Dr. Sean Mackey, Chief of the Division of Pain Medicine at Stanford University, submitted a letter to HERC laying out concerns about the updated proposal, to which several health professionals signed on.
“We appreciate HERC’s efforts to revise its original proposal in ways that better balance the need for appropriate opioid stewardship with patient-centered care,” Mackey wrote. “Nevertheless, we continue to have grave concerns with the primary goal of the current proposal, namely, its call for non-consensual forced tapering off prescription opioid analgesics of a broad class of patients.”
The letter said HERC’s proposal “contradicts all of the relevant North American guidelines for opioid prescribing.” Mackey had written a similar letter in response to the December proposal.
Recently, Human Rights Watch sent a letter to Oregon Gov. Kate Brown, also in opposition. The letter stated the proposal would “force doctors to stop prescribing opioids to Medicaid patients with some 171 chronic pain diagnoses.”
“The past year has been a valuable learning experience for OHA and the HERC,” said Kevin Olson, M.D., HERC chairman, in a press release ahead of the meeting. “Not only will we apply what we learned to the chronic pain proposal currently under consideration, we feel there is enough new evidence to reopen the 2016 back pain guidelines to ensure our policies align with our best understanding of clinical evidence. I want to thank the advocates and experts who have voiced concerns and directed our attention to new information.”
The Oregon Health Authority commissioned Aggregate Analytics Inc. (AAI) for an external review of the evidence on which the proposal was based, evidence submitted by the public and experts, and how it all aligns with coverage changes the proposal would make.
Dr. Andrea Skelly, President and Senior Epidemiologist at AAI, presented its findings at Thursday’s HERC meeting. Among other conclusions, the review found that evidence supporting many of the chronic-pain interventions was sparce, and that the quality of evidence for opioid tapering was “very low.”
Ultimately, the commission had to choose one of three options: Make no changes to coverage of those five conditions in the report’s final language before passing it to the Legislature; adopt the task force’s less-prescriptive proposal; or modify the recommendations before including them in the report.
Many testifiers during the public testimony portion of Thursday’s meeting supported Option 1. Some supported Option 3, advocating generally for OHP coverage of chronic pain conditions.

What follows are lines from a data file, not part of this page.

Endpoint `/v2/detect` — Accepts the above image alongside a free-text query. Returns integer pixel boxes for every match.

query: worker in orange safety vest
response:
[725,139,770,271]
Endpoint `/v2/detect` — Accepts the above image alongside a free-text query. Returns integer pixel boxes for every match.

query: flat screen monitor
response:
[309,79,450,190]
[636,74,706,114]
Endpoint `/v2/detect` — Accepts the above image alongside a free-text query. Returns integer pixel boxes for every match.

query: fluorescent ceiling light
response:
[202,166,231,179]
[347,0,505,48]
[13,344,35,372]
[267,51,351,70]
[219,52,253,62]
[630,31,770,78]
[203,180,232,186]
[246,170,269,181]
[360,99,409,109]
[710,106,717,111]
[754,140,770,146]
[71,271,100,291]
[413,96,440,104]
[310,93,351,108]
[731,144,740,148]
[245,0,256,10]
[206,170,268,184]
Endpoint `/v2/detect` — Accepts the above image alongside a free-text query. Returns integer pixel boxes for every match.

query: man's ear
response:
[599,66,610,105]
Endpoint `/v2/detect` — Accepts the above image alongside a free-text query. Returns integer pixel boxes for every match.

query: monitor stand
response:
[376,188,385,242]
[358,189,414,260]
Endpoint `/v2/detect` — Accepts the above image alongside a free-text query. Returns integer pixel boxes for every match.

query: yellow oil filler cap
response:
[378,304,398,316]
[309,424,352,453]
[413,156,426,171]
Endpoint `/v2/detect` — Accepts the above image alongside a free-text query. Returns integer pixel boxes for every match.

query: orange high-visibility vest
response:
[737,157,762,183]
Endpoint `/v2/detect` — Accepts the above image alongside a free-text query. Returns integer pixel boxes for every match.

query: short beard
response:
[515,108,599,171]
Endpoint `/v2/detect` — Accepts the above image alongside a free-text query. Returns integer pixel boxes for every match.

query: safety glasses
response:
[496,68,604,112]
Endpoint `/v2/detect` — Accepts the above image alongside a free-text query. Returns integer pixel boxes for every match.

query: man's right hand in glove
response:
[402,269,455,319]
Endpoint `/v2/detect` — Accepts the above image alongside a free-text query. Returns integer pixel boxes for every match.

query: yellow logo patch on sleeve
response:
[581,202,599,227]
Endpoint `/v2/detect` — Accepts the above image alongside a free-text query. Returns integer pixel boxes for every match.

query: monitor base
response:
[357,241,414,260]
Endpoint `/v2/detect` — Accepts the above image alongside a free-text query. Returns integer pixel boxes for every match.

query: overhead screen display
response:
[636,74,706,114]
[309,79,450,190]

In the end, HERC moved to agree with its Value-based Benefits Subcommittee’s decision earlier in the day, tabling the plan until the next biennial report in 2022.
One future source of evidence AAI suggested looking out for: Three concurrent studies funded by the Agency for Healthcare Research and Quality. The three studies, Skelly said, will look at opioid treatments for chronic pain, non-opioid pharmacologic treatments for chronic pain, and noninvasive nonpharmacologic treatments for chronic pain.

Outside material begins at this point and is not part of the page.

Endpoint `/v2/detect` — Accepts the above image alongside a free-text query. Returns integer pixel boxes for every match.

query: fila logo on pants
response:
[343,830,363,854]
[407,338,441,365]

The commission also voted on Thursday to change language around opioid tapering in the back and neck pain guideline as part of its “interim game plan,” saying the changes would go into effect in October.
Rather than mandating opioid-usage tapering, the amended guidelines require “an individual treatment plan where clinically indicated.” Those tapering plans aren’t ruled by any specific deadlines.